Winter biking in Minnesota does not necessitate a separate winter bike, but many people who ride year ’round here have them, either to save the wear and corrosion on their nicer bikes, or to better handle the winter road conditions (usually a bit of both).
I am happy to be one of those people. My winter ride is slow, relatively heavy, and feels pretty invincible in everything except loose snow (brown sugar in local cycling parlance). It’s a standard hard tail, steel frame mountain bike, with one crucial addition.
As soon as the roads get treacherous in the fall, I swap out the front tire for a 45NRTH Arcwelder. It’s over 2″ wide and has some serious tread and plenty of studs. I only put a studded tire on the front because studs are pricey, and I’ve been pretty successful in controlling the minor fishtailing that comes from having regular knobbies on the back. Maybe next year I’ll be able to spring for another stud. For the record, mountain bike knobby tires can pack up with loose snow pretty quickly.

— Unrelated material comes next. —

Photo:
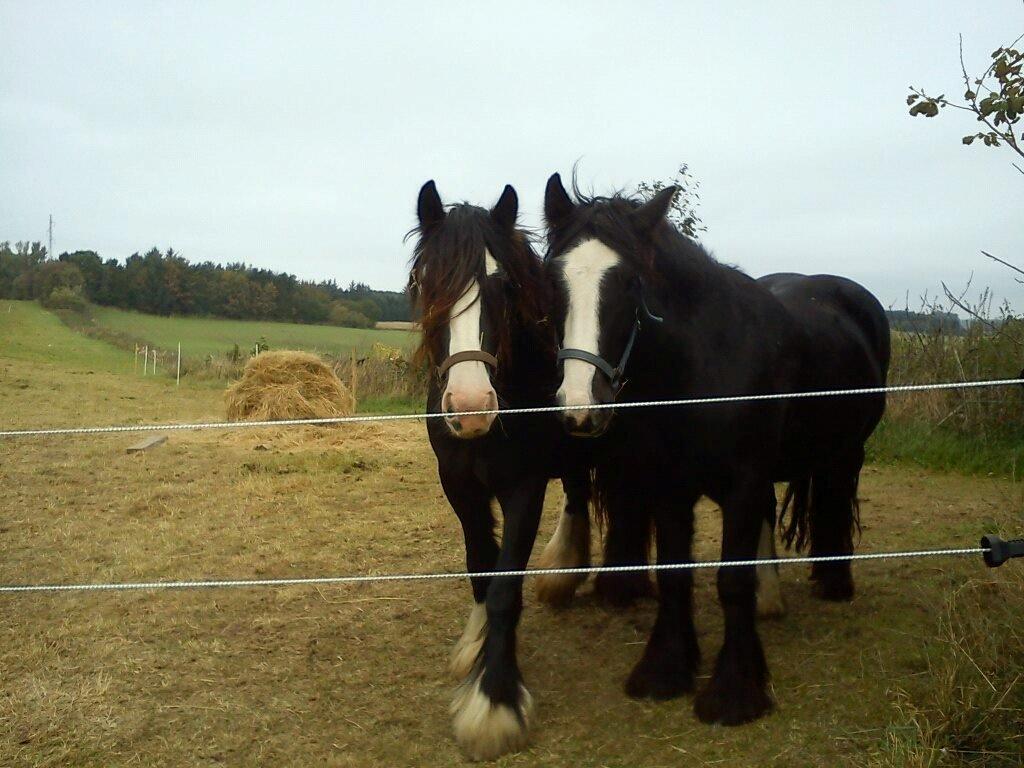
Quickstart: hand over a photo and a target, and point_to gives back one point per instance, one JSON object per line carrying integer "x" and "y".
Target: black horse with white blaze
{"x": 642, "y": 313}
{"x": 483, "y": 301}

Schwalbe has set the studded tire standard for a while now, but 45NRTH is an up-and-coming local company. I admit to being charmed by their references to Minneapolis culture, like the Heiruspecs pedals that name-check a local hip-hop group. I’m a sucker for a good name.
The bike itself was inherited from my younger brother, his main ride in his middle school days. Now he’s 6’2″, and this bike is not only way too small for him, it’s about one size too small for me.
This is not such a bad thing. Take, for example, the time I tried to see if my bike could handle 8″ of loose snow on top of a wood chip path. It couldn’t (not even a little bit) and so I just stepped off the bike. It’s easy to bail when the crossbar is nowhere near anything important.
There are lots of things I would change if I were building a winter bike from scratch (full fenders for starters) but I’ve been having a lot of fun riding this bike around this winter. There have been a few instances of plows working on hard, packed snow and ice here, leaving huge ridges of packed snow that make for a very bumpy ride. The mountain bike characteristics have handled it pretty well. If you’re thinking about a winter bike, converted mountain bikes are just one option. I’d love to build something like my friend Lowrah’s mixte.
Did I mention that this bike is slow? The mountain set up is pretty fun as long as you don’t have to go anywhere in a hurry. It takes so much energy to pedal that I warm up quickly, even when moderating my speed to deal with road conditions. One mile on this bike feels like at least three miles on a road bike with clear streets.
I hardly rode the winter bike last year. Between 2011’s weirdly mild, snowless landscape and the bike’s former, horribly uncomfortable saddle, my road bike made much more sense. This winter has called for a more stable steed, and I’m realizing that it also helps that I’m a stronger rider. Those hills, long rides, and one bike camping trip from last summer? The muscles built there are making this whole winter biking thing a lot more enjoyable.
I can’t claim that I bike everywhere in winter, or that I ride every day. I’m still working on convincing my boss that winter bike commuting is not an exercise in torture, but something that I generally enjoy. I’m biking to work at least once a week and trying to get in longer rides for errands or fun once a week. I know dozens of people who are much more hardcore than I am, but I’m pretty excited right now that I’m staying in solid cycling shape through the winter and having a ton of fun doing it.